For afebrile men with suspected urinary tract infection (UTI), treatment with ciprofloxacin or trimethoprim/sulfamethoxazole for one week is just as effective as a two-week course, according to a noninferiority study.
This pragmatic randomized trial enrolled 272 afebrile men (median age, 69 years) with presumed symptomatic UTI at two U.S. Veterans Affairs medical centers. All of the men were treated with treated with ciprofloxacin or trimethoprim/sulfamethoxazole for seven days; 136 continued antibiotic therapy for an additional seven days and 137 received placebo.
According to the JAMA report, there was no significant difference in the primary outcome.
Symptoms had resolved by 14 days (primary outcome) in 122 of 131 men (93 percent) who took antibiotics for one week and 111 of 123 men (90.2 percent) who took antibiotics for two weeks – a difference, 2.9 percent, which met the noninferiority criterion.
There was also no significant difference in recurrence of UTI symptoms within 28 days of stopping study medication (9.9 percent recurrence rate in one-week group and 12.9 percent in the two-week group, a difference of 2.3 percent).
The researchers note that the study was limited to ciprofloxacin and trimethoprim/sulfamethoxazole because these agents accounted for 90 percent of treatment courses for UTI in men treated in the VA health system when the study started.

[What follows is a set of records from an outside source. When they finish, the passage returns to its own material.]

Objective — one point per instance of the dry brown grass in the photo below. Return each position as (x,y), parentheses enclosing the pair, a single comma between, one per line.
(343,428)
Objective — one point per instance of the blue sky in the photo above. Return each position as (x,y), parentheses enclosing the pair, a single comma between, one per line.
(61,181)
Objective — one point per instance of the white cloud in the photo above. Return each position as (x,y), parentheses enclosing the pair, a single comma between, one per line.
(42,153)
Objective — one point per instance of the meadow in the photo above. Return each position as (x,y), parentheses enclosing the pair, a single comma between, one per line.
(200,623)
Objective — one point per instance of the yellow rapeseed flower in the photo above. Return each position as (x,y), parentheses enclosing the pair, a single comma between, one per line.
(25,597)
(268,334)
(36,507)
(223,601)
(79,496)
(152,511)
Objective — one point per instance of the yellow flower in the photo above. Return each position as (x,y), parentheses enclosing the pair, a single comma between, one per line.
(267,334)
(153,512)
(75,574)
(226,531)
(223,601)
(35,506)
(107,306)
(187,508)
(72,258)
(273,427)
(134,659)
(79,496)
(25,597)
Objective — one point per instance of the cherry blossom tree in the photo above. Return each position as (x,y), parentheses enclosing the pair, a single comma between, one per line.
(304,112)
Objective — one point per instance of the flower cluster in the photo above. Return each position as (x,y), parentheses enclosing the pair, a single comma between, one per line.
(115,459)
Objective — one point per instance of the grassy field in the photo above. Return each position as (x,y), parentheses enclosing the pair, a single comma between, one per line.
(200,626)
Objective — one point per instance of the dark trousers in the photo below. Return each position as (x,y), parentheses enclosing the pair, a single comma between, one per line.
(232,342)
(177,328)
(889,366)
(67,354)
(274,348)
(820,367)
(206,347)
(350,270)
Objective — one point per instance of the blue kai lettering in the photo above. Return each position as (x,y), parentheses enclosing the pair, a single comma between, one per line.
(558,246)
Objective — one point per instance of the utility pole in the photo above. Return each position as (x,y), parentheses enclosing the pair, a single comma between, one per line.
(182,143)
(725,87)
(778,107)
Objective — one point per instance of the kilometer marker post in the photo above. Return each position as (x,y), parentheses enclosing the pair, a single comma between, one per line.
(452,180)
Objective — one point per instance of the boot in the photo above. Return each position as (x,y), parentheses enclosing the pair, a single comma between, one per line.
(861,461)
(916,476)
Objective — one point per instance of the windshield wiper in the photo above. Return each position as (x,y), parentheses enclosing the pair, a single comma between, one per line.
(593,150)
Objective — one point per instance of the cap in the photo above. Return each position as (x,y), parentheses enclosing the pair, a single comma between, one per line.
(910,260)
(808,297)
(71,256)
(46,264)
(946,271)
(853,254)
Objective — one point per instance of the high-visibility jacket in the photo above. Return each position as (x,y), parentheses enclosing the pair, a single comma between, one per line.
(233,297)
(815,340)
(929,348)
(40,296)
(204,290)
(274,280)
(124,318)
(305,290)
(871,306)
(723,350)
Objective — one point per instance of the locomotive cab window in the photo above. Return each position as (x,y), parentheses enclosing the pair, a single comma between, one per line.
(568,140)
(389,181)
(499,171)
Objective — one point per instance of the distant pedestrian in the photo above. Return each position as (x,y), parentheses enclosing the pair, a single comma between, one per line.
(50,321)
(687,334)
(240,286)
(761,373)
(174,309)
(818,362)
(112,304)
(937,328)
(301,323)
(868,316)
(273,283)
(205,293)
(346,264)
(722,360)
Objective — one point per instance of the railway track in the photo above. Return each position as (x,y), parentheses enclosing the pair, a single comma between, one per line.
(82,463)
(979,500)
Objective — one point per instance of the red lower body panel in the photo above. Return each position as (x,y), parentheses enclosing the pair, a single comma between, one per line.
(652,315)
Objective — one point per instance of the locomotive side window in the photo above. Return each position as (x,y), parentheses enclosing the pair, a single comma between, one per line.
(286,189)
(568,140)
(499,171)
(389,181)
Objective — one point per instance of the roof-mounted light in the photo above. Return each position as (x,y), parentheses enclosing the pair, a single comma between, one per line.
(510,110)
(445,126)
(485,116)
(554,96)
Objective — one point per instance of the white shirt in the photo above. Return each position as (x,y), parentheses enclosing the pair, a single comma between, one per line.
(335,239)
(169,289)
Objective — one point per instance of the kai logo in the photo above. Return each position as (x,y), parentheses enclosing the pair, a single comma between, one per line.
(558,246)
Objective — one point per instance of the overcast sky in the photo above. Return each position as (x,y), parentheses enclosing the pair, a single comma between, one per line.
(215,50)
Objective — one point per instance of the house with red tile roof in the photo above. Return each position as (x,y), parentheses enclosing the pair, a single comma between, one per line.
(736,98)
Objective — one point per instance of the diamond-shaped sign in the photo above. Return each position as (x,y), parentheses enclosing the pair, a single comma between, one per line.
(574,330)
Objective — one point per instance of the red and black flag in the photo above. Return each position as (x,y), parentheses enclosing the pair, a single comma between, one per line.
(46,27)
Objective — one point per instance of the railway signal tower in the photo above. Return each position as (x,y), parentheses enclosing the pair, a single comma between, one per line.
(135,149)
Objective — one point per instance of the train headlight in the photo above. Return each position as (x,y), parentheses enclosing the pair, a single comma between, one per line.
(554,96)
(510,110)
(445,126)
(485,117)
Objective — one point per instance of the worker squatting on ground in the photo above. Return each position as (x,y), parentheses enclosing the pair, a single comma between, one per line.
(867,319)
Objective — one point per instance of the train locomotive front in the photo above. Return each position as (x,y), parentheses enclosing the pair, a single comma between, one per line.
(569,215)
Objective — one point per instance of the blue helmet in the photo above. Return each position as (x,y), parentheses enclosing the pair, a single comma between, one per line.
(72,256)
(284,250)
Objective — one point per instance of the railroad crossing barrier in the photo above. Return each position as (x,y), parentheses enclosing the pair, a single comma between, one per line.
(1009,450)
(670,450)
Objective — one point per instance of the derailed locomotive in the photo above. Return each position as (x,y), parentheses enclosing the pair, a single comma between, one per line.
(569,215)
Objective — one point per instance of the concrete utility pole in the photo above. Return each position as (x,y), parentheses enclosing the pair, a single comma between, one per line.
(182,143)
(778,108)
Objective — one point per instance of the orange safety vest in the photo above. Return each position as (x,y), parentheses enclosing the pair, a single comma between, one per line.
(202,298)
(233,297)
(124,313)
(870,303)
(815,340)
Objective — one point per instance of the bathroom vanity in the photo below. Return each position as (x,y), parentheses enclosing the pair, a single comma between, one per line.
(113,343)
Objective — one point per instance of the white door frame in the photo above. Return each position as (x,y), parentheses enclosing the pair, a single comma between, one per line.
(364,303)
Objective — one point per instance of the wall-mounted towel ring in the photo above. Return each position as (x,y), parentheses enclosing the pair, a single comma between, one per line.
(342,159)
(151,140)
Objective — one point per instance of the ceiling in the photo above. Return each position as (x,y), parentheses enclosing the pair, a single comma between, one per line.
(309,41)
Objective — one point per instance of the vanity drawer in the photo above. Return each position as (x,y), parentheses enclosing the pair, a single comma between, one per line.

“The findings support the use of a seven-day course of ciprofloxacin or trimethoprim/sulfamethoxazole as an alternative to a 14-day course for treatment of afebrile men with UTI,” write Dr. Dimitri Drekonja, with the Minneapolis VA Health Care System, and colleagues.
The authors of a JAMA editorial say it’s possible that five days or less of antibiotics may be effective for some men with UTI, based on some post hoc data, although further studies are needed to test this duration of treatment.
“Optimal antibiotic duration is being redefined in most community-acquired infections, and data indicate that five days or less of treatment is often sufficient for recovery in many patients,” note Dr. Daniel Morgan and Dr. K. C. Coffey with the VA Maryland Healthcare System in Baltimore.
“For example, optimal treatment of typical community-acquired pneumonia and cellulitis is five days. Extensive study of UTI treatment in women has found that three- to five-day courses are effective,” they point out.
“Shorter courses of antibiotic treatment are inherently easier for patients and are preferred when clinical outcomes are noninferior compared with longer duration of treatment,” write Drs. Morgan and Coffey.
The current study, they say, “should inform guidelines and should give clinicians confidence to treat thoughtfully for the shortest effective treatment duration. Treatment for men with mild symptoms of UTI should be further investigated to determine whether still shorter courses or no antibiotics may achieve the same outcome,” they conclude.